In a legal context, “if an entity is able to demonstrate that it followed the guidance, that may be a helpful factor in defending against certain liability claims, but it will not necessarily be dispositive,” he said.
“Given the preponderance of this type of guidance from regulatory agencies, and the fact that some states are now incorporating — or proposing to incorporate — a requirement for ‘reasonable security’ into their data breach laws,” said Larose, “it is more likely than not that a company that in fact makes a good faith effort to work with the DoJ Guidance, the NIST Framework, and other industry standards to adopt and execute a cybersecurity plan will stand a better chance if potential legal action were to result in the wake of a data breach.
“We think it’s safe to say that doing nothing is no longer a viable option,” she added.
A Role for 3rd-Party Technology
Although the DoJ did not directly suggest this step, companies involved in e-commerce “should also develop a relationship with cybersecurity and forensic experts — like Cylance, Mandiant or KPMG — who can not only provide pre-breach intelligence and planning assistance, but can also be quickly available to help respond to a breach,” Larose wrote in a blog post.
“Engaging with technical resources and consulting firms to assist with risk assessment and gap analysis can provide valuable intelligence to companies in a pre-breach scenario. An independent look at infrastructure, network configuration, and benchmarking against industry peers can help a company shore up its offensive blocking and tackling against bad actors or internal threats,” she told the E-Commerce Times.
“It’s part of our ‘the best defense is a good offense’ strategy for dealing with cybersecurity,” Larose said.
Depending on the scope of network infrastructure and the sensitivity of information, companies should consider whether they want their first engagement with a security expert or experienced privacy counsel to be when they are actually in the throes of a security incident, she cautioned.
The use of such expertise does not mean that standard software and preventive technologies are insufficient.
However, “a third-party technical assessment can evaluate which solutions have been implemented, whether they are effective, and make recommendations based on an experience set that a company may not have access to otherwise,” Larose pointed out.
In addition to DoJ’s Caldwell, newly appointed U.S. Attorney General Loretta Lynch also spoke at the April roundtable.

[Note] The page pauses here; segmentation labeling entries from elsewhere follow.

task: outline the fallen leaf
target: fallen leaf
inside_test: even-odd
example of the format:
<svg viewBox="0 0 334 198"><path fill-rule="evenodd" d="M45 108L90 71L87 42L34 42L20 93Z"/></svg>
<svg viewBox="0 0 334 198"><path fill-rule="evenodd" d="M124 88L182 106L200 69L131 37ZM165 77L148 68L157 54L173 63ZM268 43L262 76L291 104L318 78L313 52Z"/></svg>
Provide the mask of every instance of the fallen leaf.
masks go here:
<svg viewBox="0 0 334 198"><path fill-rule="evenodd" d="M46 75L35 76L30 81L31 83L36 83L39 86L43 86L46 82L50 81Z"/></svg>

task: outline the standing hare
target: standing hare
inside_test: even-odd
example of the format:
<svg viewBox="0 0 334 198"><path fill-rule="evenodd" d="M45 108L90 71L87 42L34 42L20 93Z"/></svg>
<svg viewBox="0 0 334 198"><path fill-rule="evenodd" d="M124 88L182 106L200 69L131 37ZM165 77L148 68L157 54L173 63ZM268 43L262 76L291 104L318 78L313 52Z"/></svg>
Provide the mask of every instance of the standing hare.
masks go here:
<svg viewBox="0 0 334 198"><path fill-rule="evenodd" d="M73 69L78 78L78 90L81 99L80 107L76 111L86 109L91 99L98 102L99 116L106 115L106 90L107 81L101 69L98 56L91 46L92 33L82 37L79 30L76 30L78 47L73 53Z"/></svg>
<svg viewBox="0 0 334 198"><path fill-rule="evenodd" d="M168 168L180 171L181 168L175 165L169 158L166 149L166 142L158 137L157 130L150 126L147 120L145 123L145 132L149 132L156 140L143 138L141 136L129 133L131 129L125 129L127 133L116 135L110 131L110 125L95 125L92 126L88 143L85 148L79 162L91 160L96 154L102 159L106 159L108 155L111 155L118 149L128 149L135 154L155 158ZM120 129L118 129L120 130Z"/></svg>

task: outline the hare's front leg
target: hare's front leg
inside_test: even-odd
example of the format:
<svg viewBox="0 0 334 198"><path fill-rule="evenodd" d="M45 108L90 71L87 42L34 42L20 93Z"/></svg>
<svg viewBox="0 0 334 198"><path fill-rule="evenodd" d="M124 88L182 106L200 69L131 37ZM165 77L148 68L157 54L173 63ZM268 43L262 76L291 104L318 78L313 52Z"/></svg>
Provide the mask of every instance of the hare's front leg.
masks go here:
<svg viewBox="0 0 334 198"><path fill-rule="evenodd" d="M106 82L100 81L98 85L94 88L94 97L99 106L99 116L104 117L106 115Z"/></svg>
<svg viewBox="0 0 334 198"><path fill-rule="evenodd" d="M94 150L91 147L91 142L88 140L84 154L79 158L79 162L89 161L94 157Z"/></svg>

“We have a mutual and compelling interest in developing comprehensive strategies for confronting this threat, and it is imperative that our strategies evolve along with those of the hackers searching for new areas of weakness.” she said.
“But we can only meet that challenge if law enforcement and private companies share the effort and work in cooperation with each other,” Lynch remarked.
Participants in the roundtable were invited by DoJ, she noted.
“The list of attendees has not been provided publicly,” DoJ spokesperson Peter Carr told the E-Commerce Times, b”ut they included practitioners from the private bar, incident response firms, accounting firms and consultancies.”